Lately, India has taken several steps aimed at building up its manufacturing sector capacities, lost to non-strategic trade and investment liberalisation under the WTO and free trade agreements (FTAs). In this context, the news about NITI Aayog advocating that India join the Regional Comprehensive Economic Partnership (RCEP), the 15-member mega-trading bloc, warrants attention. India had quit the RCEP negotiations in 2019 following widespread understanding that a deal would have a significant negative impact on the economy.

Ironically, the government is also reportedly reviewing the existing FTA with ASEAN, after acknowledging the damage it has caused to the domestic manufacturing base. The same arguments employed in the 2000s to rationalise the FTA with ASEAN are being advanced to advocate a re-think on RCEP. One of the key arguments here is that India’s participation in FTAs will enable it attract FDI and integrate into global value chains, improving exports in the process.

ASEAN experience

The experience with ASEAN FTA has been that imports from the partners have grown faster than Indian exports to their markets. Yet, we are repeatedly told that India will be able to achieve significantly higher export growth by entering into even larger free trade zones. RCEP includes not only the 10 ASEAN member-countries but also Australia, Japan, New Zealand, South Korea and China. Even in the absence of a full-fledged FTA, India already faces a humongous trade deficit with China and we are struggling to counter China’s manufacturing and technological prowess built over decades of policy support.

India’s weak export performance across several manufacturing industries indicates that driving exports through liberalised import of parts and components is unsustainable. Sustained export growth will happen only by building and upgrading indigenous manufacturing and technological capabilities. However, policy discussions on extending meaningful support to the private sector for R&D spending are yet to translate into coherent action.

There is also no basis in the argument that India’s participation in FTAs enables it to attract more FDI into manufacturing. The ASEAN FTA has led to erosion of economic incentives for MNCs to establish local production, or to expand and upgrade existing production in India. This is because a region-wide FTA makes it ever easier for GVC (global value chain) lead firms to consolidate their value chain segments in their existing locations across partner countries, and import them duty-free into India.
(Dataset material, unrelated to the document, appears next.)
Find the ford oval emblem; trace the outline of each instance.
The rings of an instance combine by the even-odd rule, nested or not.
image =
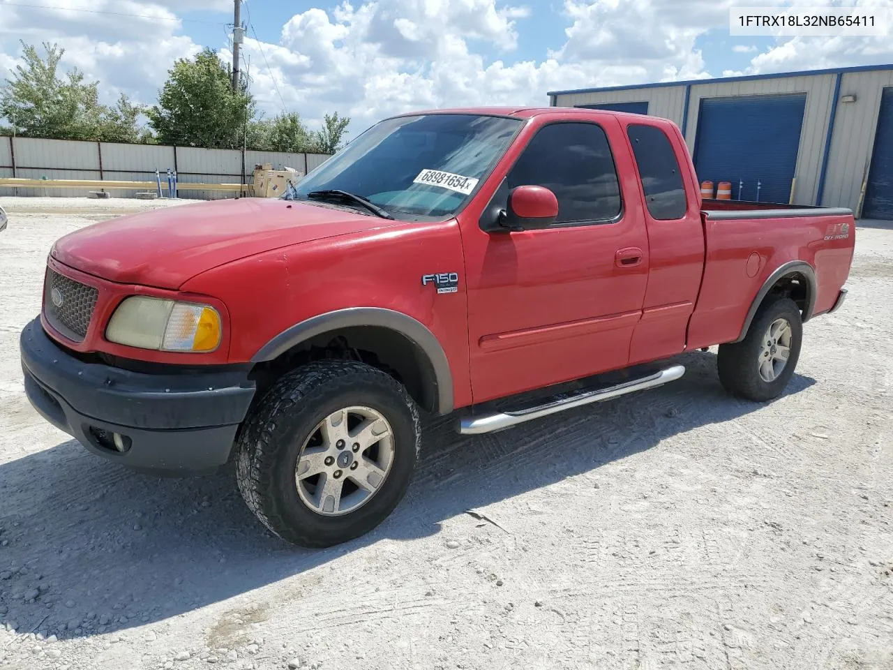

Getting RCEP out of the way has thus been a critical factor behind any successes the government can claim for policies like Make in India or the Production-Linked Incentive (PLI) schemes. Particularly in the strategically significant electronics industry, policy focus has been on attracting some of the principal actors in GVCs to include India in the ongoing realignment of their supply chains. Liberalised trade under region-wide FTAs provides ever greater flexibility to MNCs to source components from their existing affiliates and suppliers in FTA partner countries, and will therefore dis-incentivise foreign component manufacturers to relocate to India or expand/upgrade their local production.

Domestic manufacturing

Critically, they will also derail domestic component manufacturers’ investment and expansion plans, through which we can reduce import dependence and improve domestic value addition. These arguments will apply to other industries such as telecom, pharmaceuticals, medical devices, and renewables as well, in all of which the government’s professed aim is to build strategic domestic capacities.

Meanwhile, the popular discourse treats GVC integration as an end in itself, without examining the implications of the nature of integration. There’s a large body of empirical evidence to show that long-term beneficial impact to the host economy through MNC-led technology upgradation efforts is largely determined by the manner in which policies induce domestic backward linkages from foreign affiliates, for the substitution of imported intermediate goods and services.

One of the popularly used analytical frameworks defines that a country can increase its GVC participation through both greater ‘backward integration’ and greater ‘forward integration’. The former is defined as foreign value added (which are imports) in a country’s exports and domestic sales, and the latter is defined as domestic value added going into its exports.

However, increased imports in an industry that gets captured as higher foreign value added estimates for that industry necessarily leads to lesser scope for increasing domestic value added, when these imports end up displacing domestic production and backward linkages within the economy.

Clearly, without building up domestic backward linkages and indigenous technological capabilities, there is less scope for increasing the level of domestic value added that can go into India’s exports.

A transition towards greater value addition requires new thinking around the design of coherent policies that leverage our domestic market, for which supportive trade policies are a prerequisite. These FTAs do not fit in with India’s priorities for improving and sustaining domestic value addition and employment opportunities.